Jannik Sinner pernah mengalahkan lawannya dengan begitu meyakinkan hingga hampir membuatnya pensiun dini. Dalam beberapa tahun terakhir, pemain Italia berusia 24 tahun ini telah membuktikan dirinya sebagai salah satu dari dua kekuatan dominan dalam tenis putra, berdiri bahu-membahu dengan sesama penghisap trofi Carlos Alcaraz. Bersama-sama mereka telah memenangkan delapan gelar Grand Slam terakhir dan mulai menantang warisan Novak Djokovic, Rafael Nadal, dan Roger Federer.
Sinner mungkin tidak seheboh Alcaraz di masa remajanya – tapi dia masih mampu bertahan saat itu. Di Rome Masters 2019, Sinner berusia 17 tahun yang tinggi dan kurus – yang saat itu berada di peringkat 263 – mengejutkan mantan pemain nomor 1 Amerika Steve Johnson di babak pertama. Meskipun Sinner hanya menjalani dua pertandingan ATP pada saat itu, ia menang dalam tiga set – dan kekalahan tersebut sangat memukul Johnson sehingga ia segera menelepon agennya dan memberitahunya bahwa ia berhenti bermain tenis.
“Saya tidak tahu apakah Anda pernah merasakan ini, Anda bermain seperti wild card lokal atau seperti anak kampung halaman dan ada perasaan lain yang Anda miliki,” kata Johnson, 35, dalam podcast “Nothing Major” miliknya tahun lalu. “Jadi saya pergi ke sana dan anak itu tingginya 6 kaki, 100 pon, sangat kurus dan Anda berpikir, ‘Oh, ini bisa berdampak buruk bagi saya. Anda harus menang, bukan?’ Karena itu terlihat buruk di Lapangan Tengah.”
Setelah bertahan pada set pertama 6-1, Johnson memainkan “tenis yang buruk” dan tiba-tiba mendapati dirinya berjuang melawan arus setelah kalah pada set kedua dengan selisih yang sama. Dia melanjutkan: “Dan kemudian set ketiga bergulir. Saya hanya berkata, ‘Tolong menang, Anda harus memenangkan ini, cari saja jalannya.’ Entah saya melakukan servis untuk pertandingan tersebut atau saya mendapatkan match point dan kemudian kalah 7-5.”
Namun, Sinner-lah yang akhirnya menemukan jalannya, memenangkan set terakhir 7-5 dan mengamankan kemenangan yang menentukan kariernya atas mantan pemain 30 besar itu. Meski kemenangan tersebut merupakan momen kebahagiaan murni bagi Sinner, hasil tersebut justru menjerumuskan Johnson ke dalam krisis kecil.

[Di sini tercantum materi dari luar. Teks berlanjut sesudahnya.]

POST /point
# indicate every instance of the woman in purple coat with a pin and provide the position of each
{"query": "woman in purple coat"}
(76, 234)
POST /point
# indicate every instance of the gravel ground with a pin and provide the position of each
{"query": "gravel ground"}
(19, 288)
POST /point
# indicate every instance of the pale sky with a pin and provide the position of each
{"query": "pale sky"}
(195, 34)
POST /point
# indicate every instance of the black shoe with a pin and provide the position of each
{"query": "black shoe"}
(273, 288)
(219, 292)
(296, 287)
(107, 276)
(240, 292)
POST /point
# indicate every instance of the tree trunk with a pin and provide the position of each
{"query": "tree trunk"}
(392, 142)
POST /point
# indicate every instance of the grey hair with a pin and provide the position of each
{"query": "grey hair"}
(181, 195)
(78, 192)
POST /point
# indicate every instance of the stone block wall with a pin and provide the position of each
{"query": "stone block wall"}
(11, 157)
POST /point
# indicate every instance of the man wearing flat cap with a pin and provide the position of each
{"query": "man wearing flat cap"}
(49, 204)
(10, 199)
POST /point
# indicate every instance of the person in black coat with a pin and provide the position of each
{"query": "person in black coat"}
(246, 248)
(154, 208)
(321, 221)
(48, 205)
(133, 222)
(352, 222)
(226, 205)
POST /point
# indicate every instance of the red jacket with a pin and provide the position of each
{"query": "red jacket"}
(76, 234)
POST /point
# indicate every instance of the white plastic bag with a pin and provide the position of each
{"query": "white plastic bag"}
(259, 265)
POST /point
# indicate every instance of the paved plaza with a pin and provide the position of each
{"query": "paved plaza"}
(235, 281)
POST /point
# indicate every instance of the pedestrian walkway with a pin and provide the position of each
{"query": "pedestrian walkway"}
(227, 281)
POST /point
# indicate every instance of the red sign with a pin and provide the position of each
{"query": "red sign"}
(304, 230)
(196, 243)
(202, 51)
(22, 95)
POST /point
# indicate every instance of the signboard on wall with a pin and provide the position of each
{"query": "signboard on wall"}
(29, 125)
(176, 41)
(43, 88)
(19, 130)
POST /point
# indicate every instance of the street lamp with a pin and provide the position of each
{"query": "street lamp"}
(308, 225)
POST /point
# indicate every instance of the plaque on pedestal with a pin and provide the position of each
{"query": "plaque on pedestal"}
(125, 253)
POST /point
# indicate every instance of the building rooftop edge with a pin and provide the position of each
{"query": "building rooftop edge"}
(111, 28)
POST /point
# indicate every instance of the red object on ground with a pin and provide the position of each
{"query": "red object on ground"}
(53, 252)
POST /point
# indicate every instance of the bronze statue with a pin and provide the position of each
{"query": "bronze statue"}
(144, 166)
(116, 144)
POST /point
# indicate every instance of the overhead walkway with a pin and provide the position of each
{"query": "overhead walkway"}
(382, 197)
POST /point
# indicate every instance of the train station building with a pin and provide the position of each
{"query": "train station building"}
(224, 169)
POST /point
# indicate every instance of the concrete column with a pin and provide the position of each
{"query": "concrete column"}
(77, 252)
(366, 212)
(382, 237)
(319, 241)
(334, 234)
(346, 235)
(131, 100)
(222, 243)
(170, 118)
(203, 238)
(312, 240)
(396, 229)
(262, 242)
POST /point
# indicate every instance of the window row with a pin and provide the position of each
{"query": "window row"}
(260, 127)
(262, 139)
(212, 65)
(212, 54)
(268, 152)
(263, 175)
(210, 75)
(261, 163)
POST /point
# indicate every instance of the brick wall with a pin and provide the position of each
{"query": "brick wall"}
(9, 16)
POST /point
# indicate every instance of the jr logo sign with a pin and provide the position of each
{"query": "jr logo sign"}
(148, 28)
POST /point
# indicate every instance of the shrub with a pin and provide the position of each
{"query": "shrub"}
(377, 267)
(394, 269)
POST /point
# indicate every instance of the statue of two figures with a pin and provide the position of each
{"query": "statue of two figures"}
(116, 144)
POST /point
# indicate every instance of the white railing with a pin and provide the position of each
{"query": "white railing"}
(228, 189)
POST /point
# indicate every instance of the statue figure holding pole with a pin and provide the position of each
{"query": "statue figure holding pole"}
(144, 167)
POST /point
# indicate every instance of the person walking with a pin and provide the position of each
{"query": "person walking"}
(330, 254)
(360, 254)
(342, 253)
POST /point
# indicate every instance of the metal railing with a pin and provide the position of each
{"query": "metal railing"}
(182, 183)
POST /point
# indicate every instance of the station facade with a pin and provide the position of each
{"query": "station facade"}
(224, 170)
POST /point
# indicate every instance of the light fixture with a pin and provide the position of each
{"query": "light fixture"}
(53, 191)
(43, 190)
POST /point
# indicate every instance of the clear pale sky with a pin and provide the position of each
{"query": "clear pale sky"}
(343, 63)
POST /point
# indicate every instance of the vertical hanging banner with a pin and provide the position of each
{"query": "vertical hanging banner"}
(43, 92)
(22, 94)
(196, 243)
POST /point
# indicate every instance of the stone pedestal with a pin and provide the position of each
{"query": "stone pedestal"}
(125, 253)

“Saya menelepon agen saya dan pelatih saya bahkan tidak ada di sana pada saat itu, dia terbang keesokan harinya, tapi saya seperti, ‘Saya baru saja kalah – anak ini menyebalkan, dia buruk sekali. Saya benar-benar menyerah pada tenis.'”

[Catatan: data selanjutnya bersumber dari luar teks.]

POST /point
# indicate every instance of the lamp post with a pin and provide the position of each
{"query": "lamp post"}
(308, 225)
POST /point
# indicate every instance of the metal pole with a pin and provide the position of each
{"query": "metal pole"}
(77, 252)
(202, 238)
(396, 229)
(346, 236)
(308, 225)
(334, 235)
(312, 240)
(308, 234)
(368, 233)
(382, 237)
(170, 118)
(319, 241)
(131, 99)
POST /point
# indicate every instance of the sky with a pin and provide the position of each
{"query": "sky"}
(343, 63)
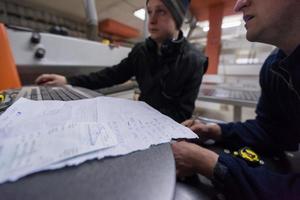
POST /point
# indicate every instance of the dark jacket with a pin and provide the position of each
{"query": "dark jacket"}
(168, 82)
(275, 129)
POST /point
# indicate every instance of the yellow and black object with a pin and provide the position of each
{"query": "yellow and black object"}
(249, 156)
(2, 97)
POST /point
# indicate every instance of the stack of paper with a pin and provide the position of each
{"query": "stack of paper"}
(40, 135)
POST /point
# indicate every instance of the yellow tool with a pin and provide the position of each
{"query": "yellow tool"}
(249, 156)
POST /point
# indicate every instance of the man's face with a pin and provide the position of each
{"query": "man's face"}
(161, 24)
(266, 20)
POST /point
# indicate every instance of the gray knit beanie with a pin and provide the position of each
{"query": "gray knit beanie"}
(177, 8)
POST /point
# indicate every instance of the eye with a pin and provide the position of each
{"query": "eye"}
(161, 12)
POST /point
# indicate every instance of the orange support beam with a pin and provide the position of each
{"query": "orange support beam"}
(9, 77)
(213, 47)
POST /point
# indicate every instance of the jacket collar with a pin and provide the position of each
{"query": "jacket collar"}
(288, 67)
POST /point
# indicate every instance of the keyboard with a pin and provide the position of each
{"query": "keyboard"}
(65, 93)
(231, 94)
(40, 93)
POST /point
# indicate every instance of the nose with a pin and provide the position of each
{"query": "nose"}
(152, 18)
(240, 4)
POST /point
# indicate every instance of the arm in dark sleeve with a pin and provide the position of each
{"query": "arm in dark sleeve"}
(186, 101)
(254, 133)
(243, 182)
(108, 76)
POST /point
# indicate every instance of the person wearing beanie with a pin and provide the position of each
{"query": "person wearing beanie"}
(167, 68)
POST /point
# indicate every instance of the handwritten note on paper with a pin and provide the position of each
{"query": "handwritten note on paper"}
(39, 135)
(30, 152)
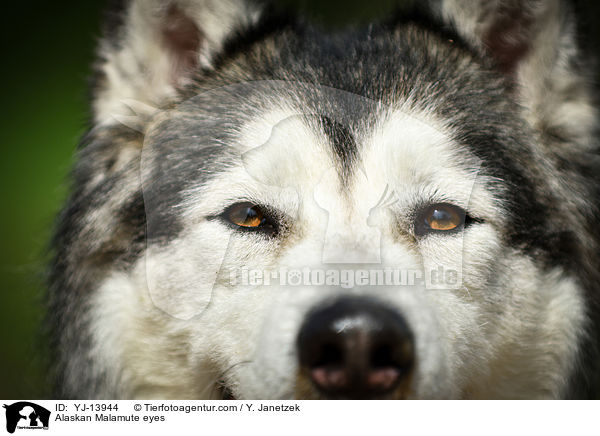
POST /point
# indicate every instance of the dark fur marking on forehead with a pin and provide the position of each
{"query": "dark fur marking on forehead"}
(343, 145)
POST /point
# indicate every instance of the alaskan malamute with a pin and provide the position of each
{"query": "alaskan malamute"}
(264, 210)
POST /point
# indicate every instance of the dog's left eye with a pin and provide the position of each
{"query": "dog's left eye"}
(249, 216)
(439, 218)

Meskipun Johnson tidak melihat potensi Sinner, timnya tentu saja melihatnya. “Saya mulai berbicara dengan agen saya dan beberapa pelatih lainnya, mereka berkata, ‘Luangkan waktu Anda. Anak ini akan menjadi tidak nyata.’ Aku berpikir, ‘Kalian bodoh sekali, orang ini tidak akan pernah berhasil.’ Dia akan meraih kemenangan dan itu adalah aku. Itu tidak akan pernah berubah.’
Tentu saja, sejarah telah membuktikan bahwa Johnson salah besar. Kenaikan Sinner sangat pesat, dengan 24 gelar karir, termasuk empat kemenangan tunggal Grand Slam, dan hadiah uang lebih dari £40 juta.
Adapun Johnson, dia tidak menyerah setelah pertandingan yang menentukan itu. Ia melanjutkan karirnya hingga pensiun pada Maret 2024. Sejak gantung raket, Johnson tetap terlibat dalam olahraga tersebut.
Dia terus menjadi pembawa acara podcast Nothing Major, di mana dia berbagi cerita jujur dari hari-hari profesionalnya, dan pada Juli 2025, dia terpilih menjadi anggota Hall of Fame Tenis Perguruan Tinggi Putra ITA untuk karir legendarisnya di USC, di mana dia memenangkan empat gelar tim NCAA dan mencetak rekor dengan kemenangan beruntun 72 pertandingan.
Melihat ke belakang, Johnson bersyukur atas kesalahan penilaiannya. “Saya tidak tahu bahwa dalam empat tahun dia akan menghasilkan $100 juta per tahun dan memenangkan Slam dan menjadi pemain nomor satu sejauh ini,” katanya.